The young Apache, still stinging from the wound to his ribs and pride, tried to sneak in behind the Comanche while the old man engaged him with the lance. Then in one fluid motion, Coyote deflected the lance away and spun on one foot, flashing his knife across the young Apache's neck and cutting his throat. Before the old man could move forward, the Comanche slashed the scalp off the young Apache before he died. Coyote faced the old man again and showed him the trophy.
"I am Coyote!" he bellowed, but the old man didn't understand. The old man thrust forward again, aiming for the Comanche's throat but Coyote dodged the attack.

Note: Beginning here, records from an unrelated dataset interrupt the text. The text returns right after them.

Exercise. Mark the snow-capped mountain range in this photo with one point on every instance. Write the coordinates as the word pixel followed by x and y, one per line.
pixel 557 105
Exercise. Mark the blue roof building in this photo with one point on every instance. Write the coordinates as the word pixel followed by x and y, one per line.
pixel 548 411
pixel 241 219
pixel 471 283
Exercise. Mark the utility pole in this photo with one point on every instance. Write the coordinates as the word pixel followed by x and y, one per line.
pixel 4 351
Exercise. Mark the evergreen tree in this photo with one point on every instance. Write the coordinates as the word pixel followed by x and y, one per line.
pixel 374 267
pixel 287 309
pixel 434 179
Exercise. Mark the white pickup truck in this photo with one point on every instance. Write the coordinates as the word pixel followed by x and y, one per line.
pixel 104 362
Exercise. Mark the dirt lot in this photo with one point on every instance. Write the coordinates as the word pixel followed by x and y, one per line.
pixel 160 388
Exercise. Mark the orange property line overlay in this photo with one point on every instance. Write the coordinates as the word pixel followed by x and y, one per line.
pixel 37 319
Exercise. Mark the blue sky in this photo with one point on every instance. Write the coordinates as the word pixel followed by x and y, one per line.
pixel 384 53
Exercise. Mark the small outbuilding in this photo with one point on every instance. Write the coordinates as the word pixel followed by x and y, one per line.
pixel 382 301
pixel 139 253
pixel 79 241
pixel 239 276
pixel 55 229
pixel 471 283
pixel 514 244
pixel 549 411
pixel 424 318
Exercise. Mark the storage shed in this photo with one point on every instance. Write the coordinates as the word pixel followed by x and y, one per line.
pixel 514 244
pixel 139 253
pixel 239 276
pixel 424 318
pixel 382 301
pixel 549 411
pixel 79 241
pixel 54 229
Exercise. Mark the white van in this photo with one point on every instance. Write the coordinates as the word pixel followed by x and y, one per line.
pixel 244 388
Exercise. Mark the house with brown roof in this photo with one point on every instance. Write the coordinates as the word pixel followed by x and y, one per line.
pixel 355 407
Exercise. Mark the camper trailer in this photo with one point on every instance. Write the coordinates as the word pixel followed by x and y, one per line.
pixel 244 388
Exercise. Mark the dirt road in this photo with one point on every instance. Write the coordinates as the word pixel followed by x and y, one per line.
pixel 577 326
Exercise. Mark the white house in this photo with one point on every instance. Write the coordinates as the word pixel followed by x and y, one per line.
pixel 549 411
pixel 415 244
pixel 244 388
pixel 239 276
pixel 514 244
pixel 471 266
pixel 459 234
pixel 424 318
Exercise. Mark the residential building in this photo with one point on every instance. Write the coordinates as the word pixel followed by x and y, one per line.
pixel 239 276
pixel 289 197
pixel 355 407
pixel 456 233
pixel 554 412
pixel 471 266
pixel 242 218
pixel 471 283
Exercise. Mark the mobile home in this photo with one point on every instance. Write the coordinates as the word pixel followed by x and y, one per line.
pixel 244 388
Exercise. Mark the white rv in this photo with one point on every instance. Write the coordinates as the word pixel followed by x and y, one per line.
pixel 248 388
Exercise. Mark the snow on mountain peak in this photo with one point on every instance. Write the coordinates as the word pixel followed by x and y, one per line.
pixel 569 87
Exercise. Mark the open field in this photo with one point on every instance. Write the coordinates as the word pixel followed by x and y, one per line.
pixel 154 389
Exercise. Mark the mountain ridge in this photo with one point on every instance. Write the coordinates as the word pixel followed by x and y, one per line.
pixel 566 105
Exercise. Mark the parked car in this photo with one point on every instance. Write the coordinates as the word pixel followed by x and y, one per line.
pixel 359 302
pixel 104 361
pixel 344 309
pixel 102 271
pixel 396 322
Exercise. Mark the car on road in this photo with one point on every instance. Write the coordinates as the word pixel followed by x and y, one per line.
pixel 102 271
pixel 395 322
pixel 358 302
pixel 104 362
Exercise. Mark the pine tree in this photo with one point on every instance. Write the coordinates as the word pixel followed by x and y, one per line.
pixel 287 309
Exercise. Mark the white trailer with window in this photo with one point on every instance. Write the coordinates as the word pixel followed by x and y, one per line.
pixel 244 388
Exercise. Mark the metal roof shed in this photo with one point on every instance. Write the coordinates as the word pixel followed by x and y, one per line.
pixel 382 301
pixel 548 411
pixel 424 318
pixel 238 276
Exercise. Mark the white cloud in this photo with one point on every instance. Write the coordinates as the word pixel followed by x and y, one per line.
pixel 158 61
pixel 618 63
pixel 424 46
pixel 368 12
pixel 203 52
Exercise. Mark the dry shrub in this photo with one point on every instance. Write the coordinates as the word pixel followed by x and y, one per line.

Hidden by a lodge, Bodaway watched the fight and waited for his chance. He saw the young Apache die, saw Coyote take the scalp, and saw the old man resume his offensive. The old man was tiring and Coyote could take him at any time. The Comanche was simply enjoying the exercise.
Coyote backed away from the old man, urging him on and giving the false hope that the old man might have the slightest possibility of victory. Coyote's back was to Bodaway, and the Tonkawa ordered his horse forward.
The old man was wearing out fast, and Coyote didn't wish to dishonor the man. He'd fought bravely and fought well, and if he'd been ten years younger then the old man might have had a chance. The old man knew he was almost finished, but he continued to press his attack with his last reserves of energy until he could no longer hold the lance up. He finally let the lance fall from his hands, staggered back and slowly dropped to his knees. The old man took a moment to catch his breath, then began singing. Coyote didn't understand the words, but knew it must be a death song. Despite his fatigue, the old man sang loudly of his life, victories, and sorrows.
Coyote stood over the old man and wished he could understand the words of the song. He would wait for the song to end before killing the old man, then he would take his scalp as well. The white man, Calhern, said they would sell the scalps for gold, but Coyote decided he would keep this old Apache's scalp as a trophy of an honorable and brave man.
Captivated by the death song and his ears ringing with his own pounding blood, Coyote didn't hear the horse approaching until it was only a few feet away. He barely had time to turn and look up, and just had enough time to catch a glimpse of a brown and white horse before feeling the cold, hard stone of a war club smash into his temple. Then he fell into blackness.